Bosch : La liste serbe fait pression sur les Serbes du nord pour qu'ils ne coopèrent pas avec le Kosovo

L'ancien ambassadeur des Pays-Bas au Kosovo Robert Bosch a soutenu la lettre de plusieurs politiciens européens qui ont accusé la Serbie d'entraver les élections démocratiques au Kosovo. Par le biais d'un post Facebook, Bosch dit que la Serbie doit être publiquement condamnée pour intervention au Kosovo. “A aidera à empêcher la compréhension [...]
Par le biais d'un message Facebook, Bosch déclare que la Serbie doit être condamnée publiquement pour son intervention au Kosovo.
“A aidera à empêcher Borel/Lajcak de comprendre la vue de Belgrade. Comme je l'ai déjà écrit, c'est la Liste des Serbes, qui fait pression sur les Serbes du nord pour qu'ils ne coopèrent pas avec le Kosovo et rend de facto impossible la vie des Serbes modérés. L'UE ne veut évidemment pas savoir... pourquoi ?
Cela permettrait-il d'empêcher Borel/Lajre d'avoir une compréhension extrême du point de vue de Belgrade? Comme je l'ai déjà écrit, c'est la SL qui fait pression sur les Serbes du nord pour qu'ils ne coopèrent pas avec Pristina, et rend de facto impossible la vie des Serbes modérés. L'UE ne veut évidemment pas savoir... pourquoi ?
Les politiciens occidentaux appellent à l'équilibre et à la proportionnalité dans les relations avec le Kosovo, la Serbie (média)
La plupart des médias couvrent une lettre conjointe signée par le sénateur Bob Menández, président de la Commission des relations extérieures du Sénat américain, Michael Roth, président de la Commission des affaires étrangères du Bundestag allemand, Alicia Kearns, vice-présidente de la Commission des affaires étrangères du Royaume-Uni et chefs de pays étrangers. Des commissions d'affaires de plusieurs autres pays, adressées à James Cleverly, ministre des Affaires étrangères du Royaume-Uni, Antony Blinken, secrétaire d'État américain, et Josep Borrell, chef des affaires étrangères de l'UE”, a-t-il déclaré.

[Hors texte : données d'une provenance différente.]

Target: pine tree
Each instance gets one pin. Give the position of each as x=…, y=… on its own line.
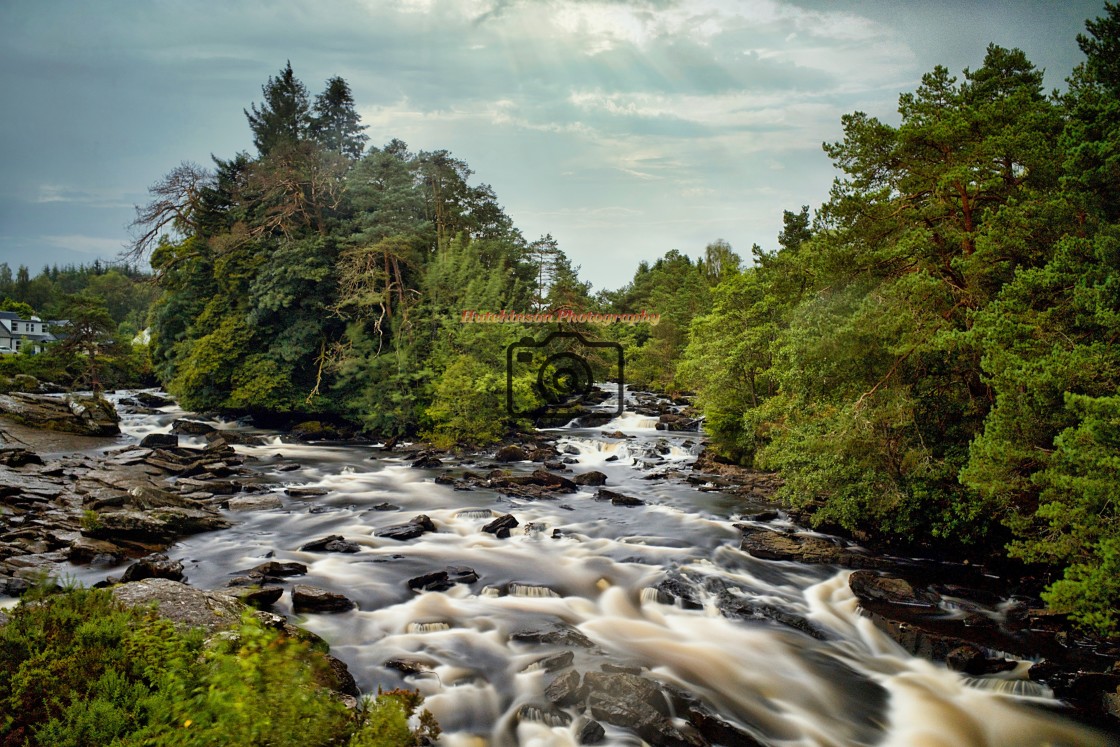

Il a également souligné dans sa lettre:
“Nous écrivons pour exprimer nos préoccupations concernant la politique actuelle de l'UE, des États-Unis et du Royaume-Uni à l'égard des relations entre la Serbie et le Kosovo. Nous pensons que les événements et les crises récents ont mis en lumière les lacunes de notre approche collective et exigeraient qu'elle soit revue.
Si nous devons continuer à nous concentrer sur la normalisation des relations et la route euro-atlantique en cours pour la Serbie et le Kosovo, les émeutes récentes exigent que toutes les parties se concentrent sur la décélération et la prévention.
Le boycott des élections municipales des Serbes du Kosovo le 23 avril, l'attaque subséquente contre les soldats de la KFOR le 29 mai et l'interdiction arbitraire par la police du Kosovo de la part des autorités serbes le 14 juin indiquent une détérioration rapide de la situation, qui ne menace pas seulement le dialogue Belgrade-Pristina. Mais la paix régionale elle-même. Les conclusions récentes des dépôts d'armes dans le nord du Kosovo et les informations faisant état de la poursuite de la contrebande d'armes à travers la frontière entre la Serbie et le Kosovo mettent en évidence les risques d'une nouvelle escalade.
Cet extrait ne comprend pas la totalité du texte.